For the note A4 the mucous membrane vibrates at 440 pulsations per second, and this requires a very stable speed of the airflow. By increasing the airflow, the vacuum strengthens and the mucous membranes go into bigger movements – this creates bigger volume. If a singer at a certain point exhales  so strongly that it is forcing the membranes apart,  it will consequently impair the refined vibration, so to obtain a note the singer has to bring the cords together by uncontrolled constriction. Now the singer gets into problems. The uncontrolled constriction limits the movement of the cords which thereby limits the volume. This is what is called ‘forcing’ the voice and causes much damage.

Consequently there is a limit to how fast the air should be let out while singing. Above this limit the voice does not work efficiently. Even at very powerful volumes the speed of the air stream should not be so fast that it no longer feels like you are holding back the air. This is why correct singing and speaking always has the sensation of holding back the air. This control of the exhalation is achieved by using support.

To keep the speed of the air within the range where the vocal folds can move freely is a balancing act and requires support energy. This is even more applicable when you reach the extreme ranges of voice and volume. On very powerful tones the danger of ‘forcing’ is great. On very quiet tones it is often more difficult to avoid uncontrolled constriction, and here even a minor change in the speed of the air may interrupt the small vibrations. So the work of supporting powerful and quiet tones is both physically and technically demanding. It is not enough for the singer to be technically skilled, s/he should also be in excellent physical shape and have great stamina.


Uncontrolled constriction

The work of the vocal folds is a very refined process and it does not take much to spoil these delicate, rapid movements.
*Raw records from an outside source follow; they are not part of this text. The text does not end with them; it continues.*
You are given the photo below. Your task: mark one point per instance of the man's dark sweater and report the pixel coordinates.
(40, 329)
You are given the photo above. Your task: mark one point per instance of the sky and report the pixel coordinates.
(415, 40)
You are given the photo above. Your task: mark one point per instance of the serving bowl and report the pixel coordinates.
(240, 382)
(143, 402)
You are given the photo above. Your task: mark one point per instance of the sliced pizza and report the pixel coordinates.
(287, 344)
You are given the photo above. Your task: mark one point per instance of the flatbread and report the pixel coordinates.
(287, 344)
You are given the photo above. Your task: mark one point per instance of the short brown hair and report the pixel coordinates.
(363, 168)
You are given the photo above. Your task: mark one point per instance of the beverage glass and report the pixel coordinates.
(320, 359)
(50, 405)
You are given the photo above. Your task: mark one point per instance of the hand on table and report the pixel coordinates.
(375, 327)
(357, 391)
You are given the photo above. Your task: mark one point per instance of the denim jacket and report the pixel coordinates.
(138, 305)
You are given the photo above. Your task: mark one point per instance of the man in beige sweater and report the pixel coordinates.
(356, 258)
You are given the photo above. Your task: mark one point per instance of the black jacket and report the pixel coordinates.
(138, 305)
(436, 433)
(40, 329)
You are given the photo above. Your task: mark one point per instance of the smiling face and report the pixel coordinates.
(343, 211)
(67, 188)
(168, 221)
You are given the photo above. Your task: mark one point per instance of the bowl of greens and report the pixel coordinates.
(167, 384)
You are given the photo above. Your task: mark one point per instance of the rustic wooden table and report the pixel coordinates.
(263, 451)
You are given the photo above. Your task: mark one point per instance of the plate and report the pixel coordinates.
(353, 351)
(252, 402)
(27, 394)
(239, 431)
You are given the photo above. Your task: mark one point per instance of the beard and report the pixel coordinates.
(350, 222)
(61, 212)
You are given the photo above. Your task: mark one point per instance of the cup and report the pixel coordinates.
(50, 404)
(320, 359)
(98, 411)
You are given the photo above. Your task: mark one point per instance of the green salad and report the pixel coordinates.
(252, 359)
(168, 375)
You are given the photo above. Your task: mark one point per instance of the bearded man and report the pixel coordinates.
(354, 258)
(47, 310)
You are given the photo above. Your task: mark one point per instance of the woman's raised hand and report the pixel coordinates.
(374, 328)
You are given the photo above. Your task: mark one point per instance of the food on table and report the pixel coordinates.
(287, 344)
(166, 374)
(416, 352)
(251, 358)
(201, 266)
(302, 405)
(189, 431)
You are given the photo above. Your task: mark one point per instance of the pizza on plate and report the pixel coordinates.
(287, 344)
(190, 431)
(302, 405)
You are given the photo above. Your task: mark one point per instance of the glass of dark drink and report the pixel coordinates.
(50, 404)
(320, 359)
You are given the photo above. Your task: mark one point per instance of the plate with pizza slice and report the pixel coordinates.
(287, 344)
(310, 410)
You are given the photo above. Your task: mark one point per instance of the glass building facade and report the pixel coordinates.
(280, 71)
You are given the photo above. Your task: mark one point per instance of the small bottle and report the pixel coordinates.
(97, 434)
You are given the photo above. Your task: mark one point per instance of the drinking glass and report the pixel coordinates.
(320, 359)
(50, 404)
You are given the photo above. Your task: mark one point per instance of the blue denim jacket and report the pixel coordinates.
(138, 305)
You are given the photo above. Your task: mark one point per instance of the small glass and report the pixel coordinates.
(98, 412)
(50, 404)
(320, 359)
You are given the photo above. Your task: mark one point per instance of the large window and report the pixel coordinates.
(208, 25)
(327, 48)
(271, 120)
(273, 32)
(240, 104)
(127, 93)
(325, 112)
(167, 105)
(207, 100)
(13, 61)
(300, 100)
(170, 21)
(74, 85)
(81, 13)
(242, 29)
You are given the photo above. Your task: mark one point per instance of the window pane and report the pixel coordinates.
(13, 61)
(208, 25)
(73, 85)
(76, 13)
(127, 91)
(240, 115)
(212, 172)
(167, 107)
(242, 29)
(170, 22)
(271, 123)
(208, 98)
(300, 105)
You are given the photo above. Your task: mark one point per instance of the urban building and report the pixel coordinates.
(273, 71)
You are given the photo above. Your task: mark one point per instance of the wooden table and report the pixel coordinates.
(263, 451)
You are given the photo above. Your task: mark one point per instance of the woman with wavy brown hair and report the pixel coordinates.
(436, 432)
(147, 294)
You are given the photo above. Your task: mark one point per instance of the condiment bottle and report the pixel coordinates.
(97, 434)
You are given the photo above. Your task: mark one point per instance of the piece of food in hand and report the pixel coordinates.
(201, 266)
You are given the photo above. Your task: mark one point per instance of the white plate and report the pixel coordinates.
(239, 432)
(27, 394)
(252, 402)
The aim for singers is to give their vocal folds the best possible working conditions, by controlling the outflow of air and preventing uncontrolled constriction in the throat.

A solid support technique is vital otherwise the membranes of the vocal folds grow weary from the constant pressure of out-flowing air. A consequence of this might be tired, swollen vocal folds vibrating irregularly. It is very strenuous for the muscles of the vocal folds to keep them together while there is constant pressure from out-flowing air. This could lead to uncontrolled constriction around the vocal folds. This uncontrolled constriction might lead to straining or incorrect use of the vocal modes which eventually causes hoarseness and an inability to reach a desired pitch.


Regulation of the pitch

When we produce high and low notes the vocal folds are tightened and relaxed by the thyroid cartilage and the cricoid cartilage approaching each other, and the movements of the arytenoid cartilages and a number of muscles. When the vocal folds are stretched they vibrate more rapidly and produce a higher note. On low notes the vocal folds are relaxed, become short, and vibrate more slowly. This is how pitch is regulated.

Movements of the larynx

The position of the larynx varies depending on whether you are producing high or low notes. If you want free and unhindered notes you MUST allow the larynx to rise on the high notes and to lower on the low notes. The larynx will always to some extend be raised on high notes and lowered on lower notes.

If a singer maintains the larynx in a much too low position, high notes become unreachable. In order to reach the notes you want, it is essential NOT to fix the position of the larynx but to let it reach the right position for the pitch. Then later you can raise or lower the larynx a little within the right position for the pitch, in order to colour the sound lighter or darker.



  • The vocal folds are positioned inside the larynx above the windpipe.
  • When we inhale the cords separate, but when we sing or speak they are pulled together.
  • Sound is vibration of the air. It is the vocal folds and their mucous membranes which make these vibrations; the faster the vibrations, the higher the note. For example at the note A4 our vocal folds and their mucous membranes are vibrating 440 times every second!
  • The vocal folds stretch on high notes and relax on low notes.
  • The larynx rises on high notes and lowers on low notes.